Pocos de nosotros tuvimos la suerte de vivir en el campo, aunque para algunos no es tanto como suerte, sino una completa desgracia.

De entre las casas de palapa y cartón, se alzan un puñado de mexicanos listos para trabajar la tierra que la revolución les dio, desafortunadamente, no son capaces de cosechar en sus propias tierras, lo poco que gana un campesino lo invierte en comida y gastos de la familia para algunos días, lo que sobre, será para comprar un poco de semilla para sembrar aquel suelo que cada vez está más seco. 


Sin embargo, se aferran, no se si por ignorancia o por esperanza, permanecen arando y sembrando aquella tierra estéril bajo el implacable rayo del sol, para fortuna o desgracia, el sufrimiento no es exclusivo de los padres, sino que en cuanto puedan caminar, cargar una pala y un azadón, los hijos de aquellos miserables yacerán descalzos trabajando a la par en aquella tierra estéril, que si es bondadosa aportará para que pueda comprar su primer calzado de lujo, “unos huaraches”. 


Qué ironía la campesina, por fin son dueños de la tierra, pero no son dueños de nada, parece mentira, hace cien años nuestros ancestros luchaban por la tierra y libertad, y lo lograron, ahora los campesinos son libres y tienen la tierra, sin embargo, permanecen esclavos de la miseria, continúan sometidos ante el olvido de un país pujante que busca el progreso, pero en aquél progreso no se incluyó al campo.

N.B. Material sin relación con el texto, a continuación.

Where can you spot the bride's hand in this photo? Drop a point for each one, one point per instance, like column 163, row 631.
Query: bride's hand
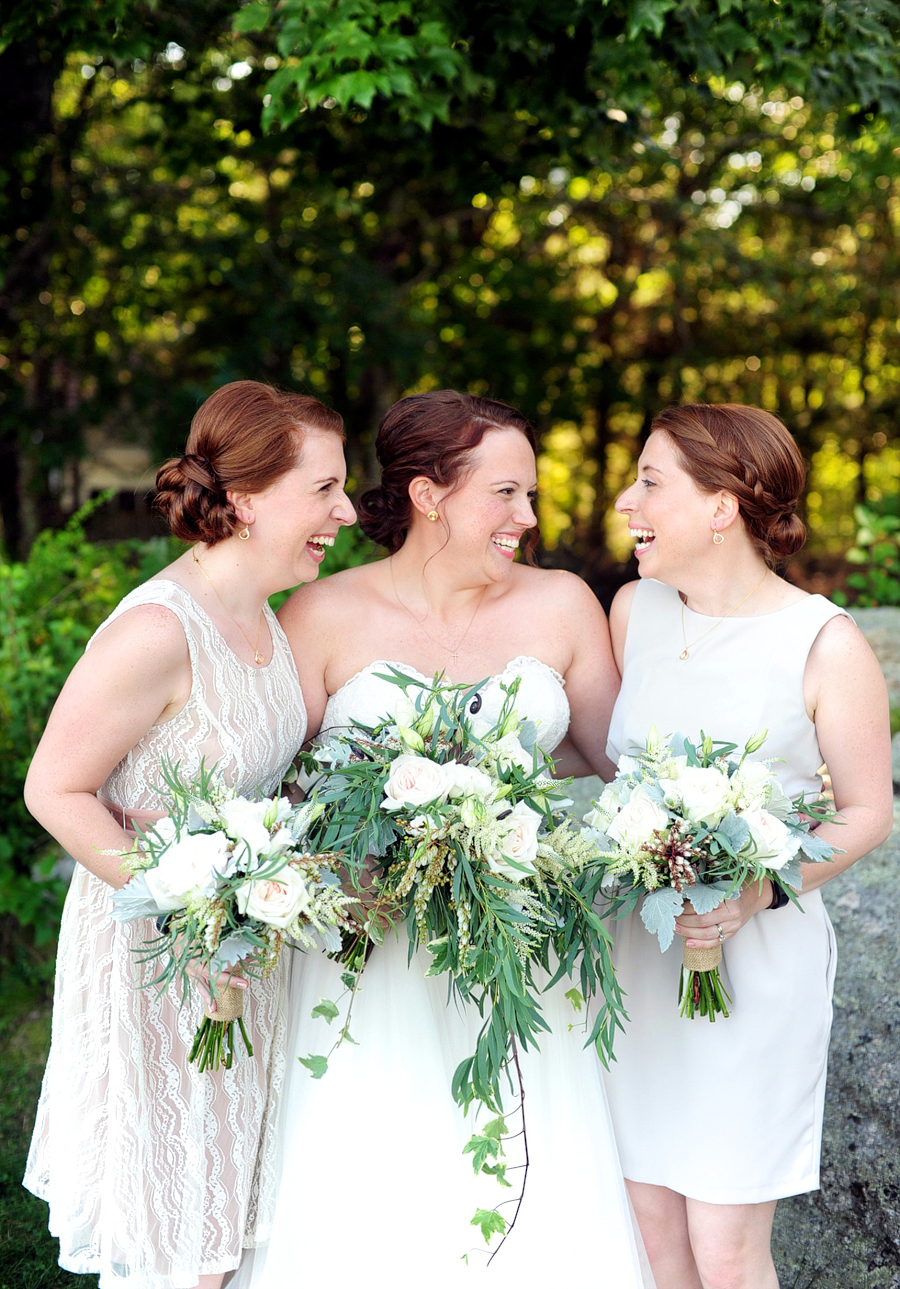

Por alguna razón la estrategia para salvar al campo mexicano ha fracasado una y otra vez, los programas de gobierno, las despensas, los prestamos, los créditos, infinidad de esfuerzos inútiles que solo reflejan la incompetencia de un gobierno que ha sellado su destino “la miseria eterna”.
Nosotros te preguntamos, cuál es la mejor estrategia para salvar al campo?